Stung, the New Zealander retaliated.

The Southern Cross has apologised this morning to its few subscribers for a repetition of the neglect (of which it is often guilty when it does not acknowledge it) of not supplying the latest news, or only supplying it meagrely and imperfectly; and has endeavoured to throw the blame on us for its deficiency with respect to the intelligence brought by the Spencer.

The facts of the case are :— The boarding officer, Mr. Mitford, brought us a file of Melbourne papers from the Spencer on Friday afternoon, which he said Mr. Henderson had given him for the New Zealander, with a request, that as he would be first on shore, he would send them to our office. Mr. Mitford kindly delivered the papers himself, observing that Mr. Henderson was sorry he had not a copy of the paper of the 31st, the day after the steamer Chusan arrived at Melbourne; but he did not so much as name the Southern Cross. On Saturday afternoon Mr. Hughes, the collector for the Cross called and, in a tone not very civil, demanded the papers which he said Mr. Henderson had ordered to be sent to the Southern Cross. He was informed that we had received no such message from Mr. Henderson, the papers had been given us by Mr. Mitford, who might, for ought we knew, according to an understanding we had with him when he brought us papers, call for them again; but we explicitly, more than once, offered to lend the papers to Mr. Hughes for the Southern Cross. He said no; he would see Mr. Henderson, who would "know how to treat Mr. Mitford again when he boarded his vessel, for not attending to what he had told him.”

He returned some time later with an open note from Mr. Henderson, addressed to Mr. Mitford, requesting the papers for the Cross, upon which we at once handed Mr. Hughes every paper Mr. Mitford had brought us. They certainly were necessarily cut up for use, owing to the late hour at which we received them on the night before our publication; but the paper of the 31st, which the Cross untruthfully asserts we kept back, was not received from Mr. Mitford at all;— we were kindly favored with that at a much later hour by Mr. Thomas Lewis.

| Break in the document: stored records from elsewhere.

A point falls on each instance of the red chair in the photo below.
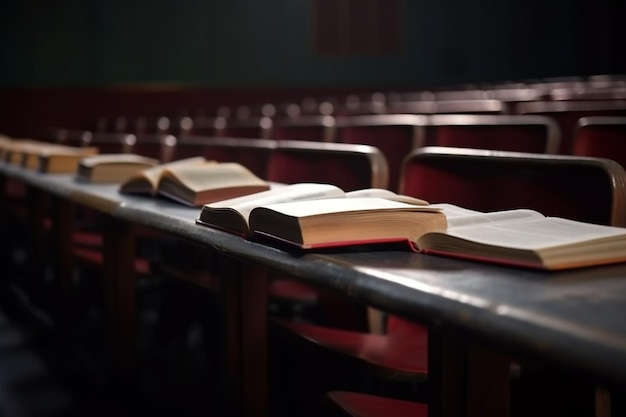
(315, 128)
(356, 404)
(394, 134)
(601, 136)
(478, 106)
(534, 134)
(159, 146)
(249, 127)
(348, 166)
(112, 142)
(567, 113)
(587, 189)
(254, 154)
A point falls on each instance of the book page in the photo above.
(384, 193)
(459, 217)
(535, 233)
(211, 175)
(343, 205)
(153, 174)
(285, 194)
(117, 158)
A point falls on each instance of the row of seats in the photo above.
(397, 135)
(580, 188)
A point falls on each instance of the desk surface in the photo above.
(574, 318)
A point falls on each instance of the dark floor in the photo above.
(46, 371)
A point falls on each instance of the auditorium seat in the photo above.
(484, 106)
(112, 142)
(254, 154)
(356, 404)
(535, 134)
(601, 136)
(395, 135)
(580, 188)
(567, 113)
(244, 127)
(316, 128)
(159, 146)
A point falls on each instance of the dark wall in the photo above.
(270, 43)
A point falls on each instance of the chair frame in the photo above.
(378, 163)
(125, 140)
(553, 135)
(417, 122)
(327, 122)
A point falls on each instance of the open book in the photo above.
(146, 181)
(198, 184)
(57, 159)
(525, 238)
(232, 215)
(515, 237)
(112, 168)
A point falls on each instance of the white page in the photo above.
(343, 205)
(535, 233)
(289, 193)
(459, 217)
(384, 193)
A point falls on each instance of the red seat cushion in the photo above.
(364, 405)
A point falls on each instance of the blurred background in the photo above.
(66, 63)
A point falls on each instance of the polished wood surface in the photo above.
(570, 318)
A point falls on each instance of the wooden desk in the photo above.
(573, 318)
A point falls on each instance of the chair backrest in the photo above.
(567, 113)
(151, 125)
(536, 134)
(602, 136)
(487, 106)
(394, 134)
(348, 166)
(318, 128)
(69, 137)
(248, 127)
(580, 188)
(254, 154)
(112, 142)
(157, 146)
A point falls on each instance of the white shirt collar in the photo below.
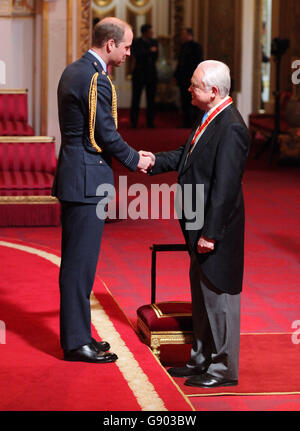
(214, 107)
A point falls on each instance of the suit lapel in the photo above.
(186, 150)
(204, 139)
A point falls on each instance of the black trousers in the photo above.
(80, 246)
(137, 87)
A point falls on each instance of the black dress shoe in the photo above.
(208, 381)
(102, 346)
(184, 371)
(89, 353)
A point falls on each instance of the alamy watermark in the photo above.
(188, 202)
(2, 332)
(296, 333)
(296, 73)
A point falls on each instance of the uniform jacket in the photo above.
(80, 168)
(218, 162)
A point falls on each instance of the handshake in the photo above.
(146, 162)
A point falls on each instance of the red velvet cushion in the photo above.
(13, 107)
(24, 183)
(167, 316)
(15, 128)
(28, 156)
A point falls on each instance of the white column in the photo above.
(244, 98)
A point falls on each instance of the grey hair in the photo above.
(216, 74)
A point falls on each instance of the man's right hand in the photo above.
(147, 160)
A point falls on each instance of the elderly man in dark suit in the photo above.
(88, 122)
(215, 156)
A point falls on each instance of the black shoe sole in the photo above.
(92, 361)
(234, 383)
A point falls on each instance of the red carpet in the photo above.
(34, 376)
(267, 366)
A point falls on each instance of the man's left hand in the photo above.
(205, 245)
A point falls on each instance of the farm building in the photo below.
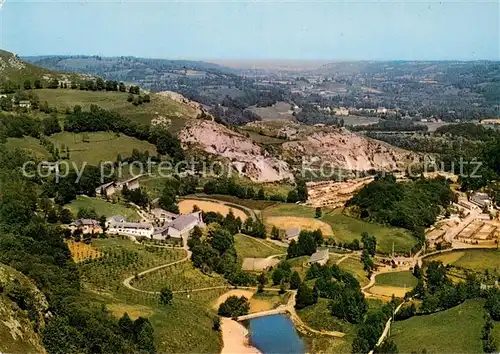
(481, 199)
(402, 261)
(163, 216)
(86, 226)
(292, 234)
(25, 104)
(258, 264)
(110, 188)
(117, 225)
(179, 228)
(320, 257)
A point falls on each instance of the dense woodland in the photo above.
(35, 248)
(413, 205)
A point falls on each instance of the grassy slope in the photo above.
(117, 101)
(181, 276)
(17, 331)
(354, 266)
(346, 228)
(102, 207)
(456, 330)
(29, 145)
(183, 327)
(28, 71)
(249, 247)
(103, 146)
(399, 279)
(124, 258)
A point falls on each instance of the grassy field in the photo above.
(81, 251)
(249, 247)
(346, 228)
(102, 146)
(102, 207)
(183, 276)
(122, 258)
(456, 330)
(249, 203)
(183, 327)
(186, 207)
(29, 145)
(355, 267)
(398, 279)
(318, 317)
(472, 259)
(117, 101)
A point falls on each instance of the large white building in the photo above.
(110, 188)
(179, 228)
(119, 226)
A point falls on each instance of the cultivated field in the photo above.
(345, 228)
(29, 145)
(102, 207)
(102, 146)
(258, 301)
(318, 317)
(250, 247)
(479, 260)
(182, 276)
(81, 251)
(117, 101)
(249, 203)
(285, 222)
(122, 258)
(457, 329)
(186, 207)
(396, 279)
(355, 267)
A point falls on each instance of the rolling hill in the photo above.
(16, 70)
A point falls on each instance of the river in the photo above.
(275, 334)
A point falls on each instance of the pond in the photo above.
(275, 334)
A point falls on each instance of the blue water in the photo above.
(275, 334)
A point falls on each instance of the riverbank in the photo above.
(235, 338)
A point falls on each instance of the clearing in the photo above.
(182, 276)
(101, 146)
(345, 228)
(186, 207)
(250, 247)
(160, 106)
(102, 207)
(81, 251)
(396, 279)
(457, 329)
(355, 267)
(29, 145)
(285, 222)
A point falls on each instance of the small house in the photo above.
(86, 226)
(163, 216)
(179, 228)
(320, 257)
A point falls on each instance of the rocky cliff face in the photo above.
(22, 313)
(244, 154)
(346, 150)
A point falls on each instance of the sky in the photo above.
(252, 30)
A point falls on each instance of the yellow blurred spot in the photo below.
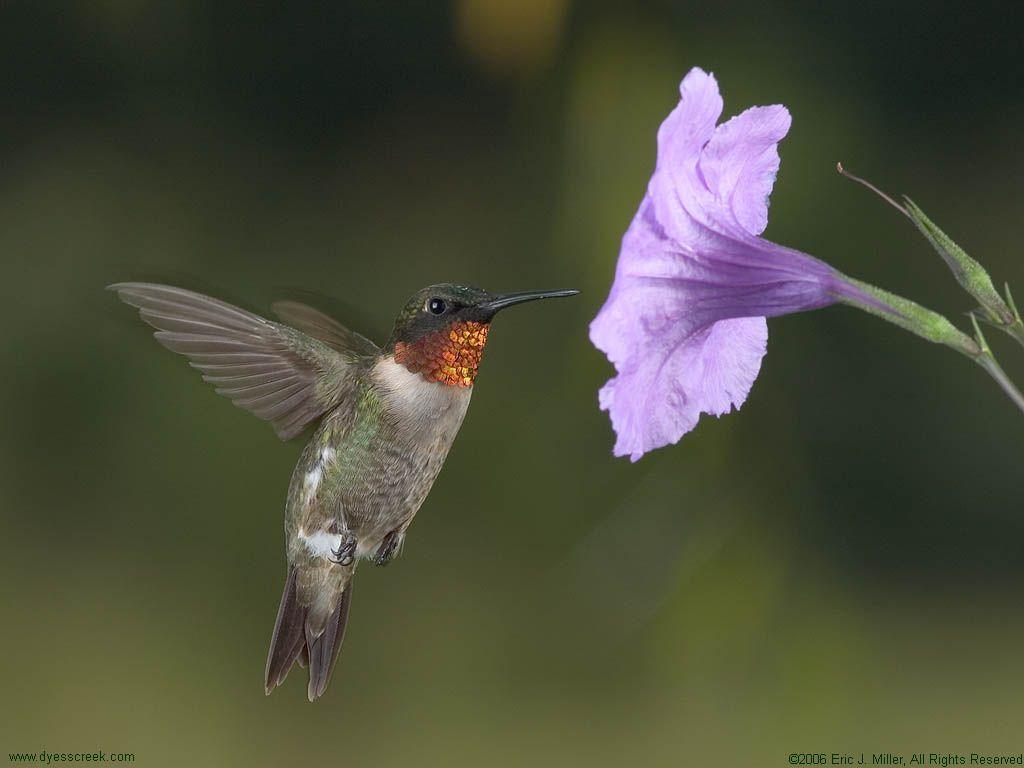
(510, 37)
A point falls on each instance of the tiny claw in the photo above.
(345, 553)
(388, 549)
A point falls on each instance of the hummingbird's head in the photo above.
(442, 330)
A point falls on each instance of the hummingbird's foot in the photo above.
(346, 550)
(388, 549)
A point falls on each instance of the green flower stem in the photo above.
(933, 327)
(1016, 328)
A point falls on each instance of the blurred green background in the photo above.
(837, 567)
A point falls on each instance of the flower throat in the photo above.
(450, 356)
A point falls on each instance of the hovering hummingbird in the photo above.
(386, 418)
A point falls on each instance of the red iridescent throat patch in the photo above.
(450, 356)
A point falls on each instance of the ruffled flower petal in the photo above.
(684, 324)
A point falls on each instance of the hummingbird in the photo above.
(385, 419)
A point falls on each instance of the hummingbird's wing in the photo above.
(326, 329)
(279, 374)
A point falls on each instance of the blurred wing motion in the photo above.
(323, 328)
(281, 375)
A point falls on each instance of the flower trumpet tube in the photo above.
(684, 324)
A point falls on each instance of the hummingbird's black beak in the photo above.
(508, 299)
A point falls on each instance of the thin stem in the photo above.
(873, 188)
(993, 369)
(928, 325)
(987, 360)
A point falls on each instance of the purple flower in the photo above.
(684, 324)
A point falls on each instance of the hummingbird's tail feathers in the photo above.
(281, 375)
(323, 650)
(289, 639)
(299, 637)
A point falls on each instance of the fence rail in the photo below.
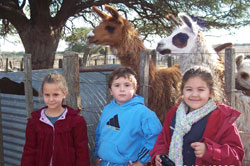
(14, 109)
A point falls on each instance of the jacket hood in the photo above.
(71, 111)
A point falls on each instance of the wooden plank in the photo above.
(28, 84)
(72, 76)
(230, 75)
(98, 69)
(144, 75)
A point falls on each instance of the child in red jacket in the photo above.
(198, 131)
(55, 135)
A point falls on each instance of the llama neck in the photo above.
(128, 51)
(201, 54)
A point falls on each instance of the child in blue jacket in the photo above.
(127, 129)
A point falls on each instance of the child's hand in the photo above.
(200, 149)
(137, 163)
(158, 160)
(97, 162)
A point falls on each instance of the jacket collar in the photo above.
(43, 118)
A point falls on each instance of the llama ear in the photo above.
(186, 20)
(239, 60)
(172, 18)
(112, 11)
(100, 13)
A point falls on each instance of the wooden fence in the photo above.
(71, 70)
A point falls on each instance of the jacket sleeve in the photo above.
(97, 136)
(29, 150)
(163, 141)
(151, 127)
(81, 142)
(229, 150)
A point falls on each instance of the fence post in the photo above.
(154, 57)
(108, 95)
(144, 75)
(170, 60)
(72, 76)
(230, 75)
(1, 137)
(21, 65)
(60, 63)
(7, 65)
(28, 84)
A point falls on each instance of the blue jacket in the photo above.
(126, 133)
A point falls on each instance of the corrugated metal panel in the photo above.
(13, 126)
(93, 98)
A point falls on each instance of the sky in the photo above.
(239, 36)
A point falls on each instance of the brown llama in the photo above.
(118, 33)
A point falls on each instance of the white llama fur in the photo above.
(197, 52)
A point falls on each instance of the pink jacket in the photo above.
(221, 137)
(64, 144)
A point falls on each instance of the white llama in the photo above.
(187, 43)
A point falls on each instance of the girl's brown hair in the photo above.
(55, 78)
(125, 72)
(199, 71)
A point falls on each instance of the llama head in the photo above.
(183, 38)
(243, 71)
(111, 30)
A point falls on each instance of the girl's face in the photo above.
(122, 90)
(53, 95)
(196, 93)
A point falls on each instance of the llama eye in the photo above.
(110, 29)
(180, 40)
(244, 75)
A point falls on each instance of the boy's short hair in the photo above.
(125, 72)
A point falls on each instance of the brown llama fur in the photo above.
(124, 40)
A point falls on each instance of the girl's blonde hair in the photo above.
(55, 78)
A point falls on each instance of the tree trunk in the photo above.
(41, 45)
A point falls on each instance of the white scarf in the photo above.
(183, 125)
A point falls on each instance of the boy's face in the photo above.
(196, 93)
(122, 90)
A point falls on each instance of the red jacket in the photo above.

It comes very ungraciously from the Southern Cross, from its reporter up to the proprietor, Mr. Brown himself, to charge us with any unwillingness to oblige them. They know that in their several capacities they have been under obligations to us. We have never been loath to observe the practices of accommodation usual between printing offices elsewhere, and have enabled them before now, by supplying them with paper, &c, to go on, when otherwise they would have been at a stand-still; and as much as ten columns of standing type have been lent them, not long since, to afford them an equal opportunity with our own paper to publish a report of a local matter of importance, compiled by ourselves, but which they had not the magnanimity to acknowledge. We do not like to mention these things, but feel urged to say thus much in our defence, although indeed it may be hardly necessary in this community to set up any defence against the attacks of the Southern Cross.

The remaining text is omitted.